Stickers identify qualified helpers
Waroona residents and farmers with vital local knowledge and fire-fighting equipment were forced to look on as their houses went up in flames in the 2016 Waroona-Yarloop Bushfires.
In the first 24 hours of the blaze these same people had been fighting the fires alongside volunteer brigades.
Full water tanks and bulldozers stood idle, residents unable to use them to fight the blaze.
But as the fire grew and the Department of Fire and Emergency Services took control of the situation, these residents were refused re-entry into the evacuation zone.
“When it was taken over by DFES we weren’t allowed to re-enter,” Waroona shire president Mike Walmsley said.
This was done as a safety measure, to prevent inexperienced people putting their own safety at risk, or the safety of fireys who might need to rescue them.
This is the situation the Waroona Shire Council is hoping to avoid with the introduction of new vehicle identification stickers.
The stickers will allow civilian vehicles to enter an evacuation zone in the event of a bushfire or other emergency and provide support to emergency services.

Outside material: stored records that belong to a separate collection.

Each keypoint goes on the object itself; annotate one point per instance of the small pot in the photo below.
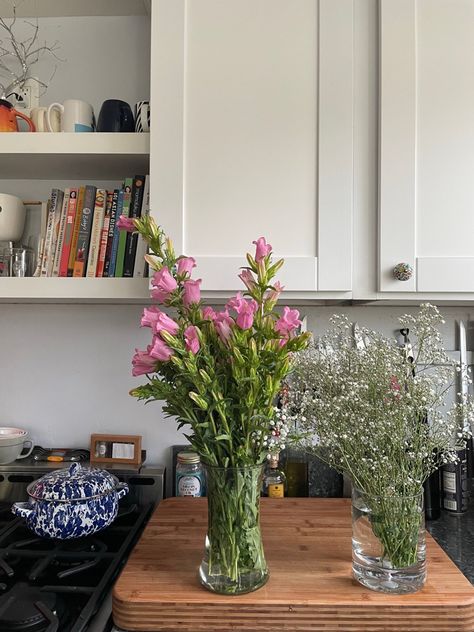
(71, 503)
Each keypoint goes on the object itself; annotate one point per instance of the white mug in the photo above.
(76, 116)
(38, 116)
(142, 116)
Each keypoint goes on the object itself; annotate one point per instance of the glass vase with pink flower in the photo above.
(218, 372)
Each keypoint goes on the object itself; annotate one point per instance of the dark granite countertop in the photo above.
(455, 534)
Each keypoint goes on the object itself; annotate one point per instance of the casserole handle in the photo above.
(22, 509)
(122, 490)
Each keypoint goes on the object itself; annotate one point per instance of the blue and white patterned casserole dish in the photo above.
(71, 503)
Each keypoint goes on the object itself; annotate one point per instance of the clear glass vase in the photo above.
(234, 561)
(388, 542)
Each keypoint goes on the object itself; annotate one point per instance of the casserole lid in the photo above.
(73, 483)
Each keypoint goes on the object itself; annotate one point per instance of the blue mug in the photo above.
(115, 116)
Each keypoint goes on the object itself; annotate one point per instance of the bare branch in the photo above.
(24, 53)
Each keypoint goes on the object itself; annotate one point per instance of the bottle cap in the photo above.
(188, 457)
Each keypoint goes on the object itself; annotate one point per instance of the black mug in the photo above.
(115, 116)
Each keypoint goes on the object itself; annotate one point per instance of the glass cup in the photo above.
(16, 262)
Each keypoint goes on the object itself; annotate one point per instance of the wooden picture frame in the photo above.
(107, 448)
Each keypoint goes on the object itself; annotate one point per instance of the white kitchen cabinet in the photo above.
(252, 135)
(427, 145)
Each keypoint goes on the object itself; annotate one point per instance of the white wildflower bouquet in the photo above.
(378, 414)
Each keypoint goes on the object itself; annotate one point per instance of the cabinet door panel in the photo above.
(252, 135)
(427, 144)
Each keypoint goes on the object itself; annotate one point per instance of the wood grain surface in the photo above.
(308, 550)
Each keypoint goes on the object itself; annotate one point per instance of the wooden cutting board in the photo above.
(308, 550)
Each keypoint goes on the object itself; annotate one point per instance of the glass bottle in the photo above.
(274, 480)
(296, 469)
(189, 475)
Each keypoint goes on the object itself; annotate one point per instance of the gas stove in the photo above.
(65, 585)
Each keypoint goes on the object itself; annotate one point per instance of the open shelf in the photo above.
(62, 155)
(73, 290)
(73, 8)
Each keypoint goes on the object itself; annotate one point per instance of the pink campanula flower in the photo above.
(246, 313)
(126, 223)
(247, 278)
(273, 295)
(160, 350)
(163, 284)
(223, 324)
(192, 292)
(191, 339)
(263, 249)
(185, 265)
(165, 323)
(208, 313)
(288, 321)
(142, 362)
(235, 302)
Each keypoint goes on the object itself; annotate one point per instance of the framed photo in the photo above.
(116, 449)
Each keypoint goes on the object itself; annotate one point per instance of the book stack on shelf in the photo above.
(79, 235)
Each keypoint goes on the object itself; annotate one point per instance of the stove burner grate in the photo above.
(29, 609)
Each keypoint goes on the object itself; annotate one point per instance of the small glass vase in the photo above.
(388, 542)
(234, 561)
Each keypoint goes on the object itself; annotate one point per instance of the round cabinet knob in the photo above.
(403, 271)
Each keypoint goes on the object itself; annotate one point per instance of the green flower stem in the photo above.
(234, 539)
(396, 522)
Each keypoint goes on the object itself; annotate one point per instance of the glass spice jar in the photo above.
(189, 475)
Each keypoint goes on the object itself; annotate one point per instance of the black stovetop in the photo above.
(58, 585)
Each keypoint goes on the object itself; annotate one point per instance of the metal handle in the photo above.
(122, 490)
(30, 450)
(403, 271)
(22, 509)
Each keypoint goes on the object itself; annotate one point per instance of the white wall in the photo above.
(66, 369)
(105, 58)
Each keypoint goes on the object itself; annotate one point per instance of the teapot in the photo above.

DFES has set minimum criteria that must be met to qualify for the ID stickers to ensure people have the necessary equipment and background to help.
“We don’t want them heading into a fire knowing that they are not capable of defending themselves or property,” Cr Walmsley said.
“Ultimately, the incident controller determines and manages access to and from an incident depending on the circumstances”.
The council has endorsed the use of the system for the next two bushfire seasons
The idea for the stickers stemmed from the results of the Ferguson Special Inquiry into the 2016 blaze.
“If people can help and are capable of helping during a bushfire, for God’s sake let them help,” Cr Walmsley said. “Hopefully we will never have another one.
“But if we do, there is a reserve army just sitting there that we can utilise.”
Residents can apply for the stickers at the council administation.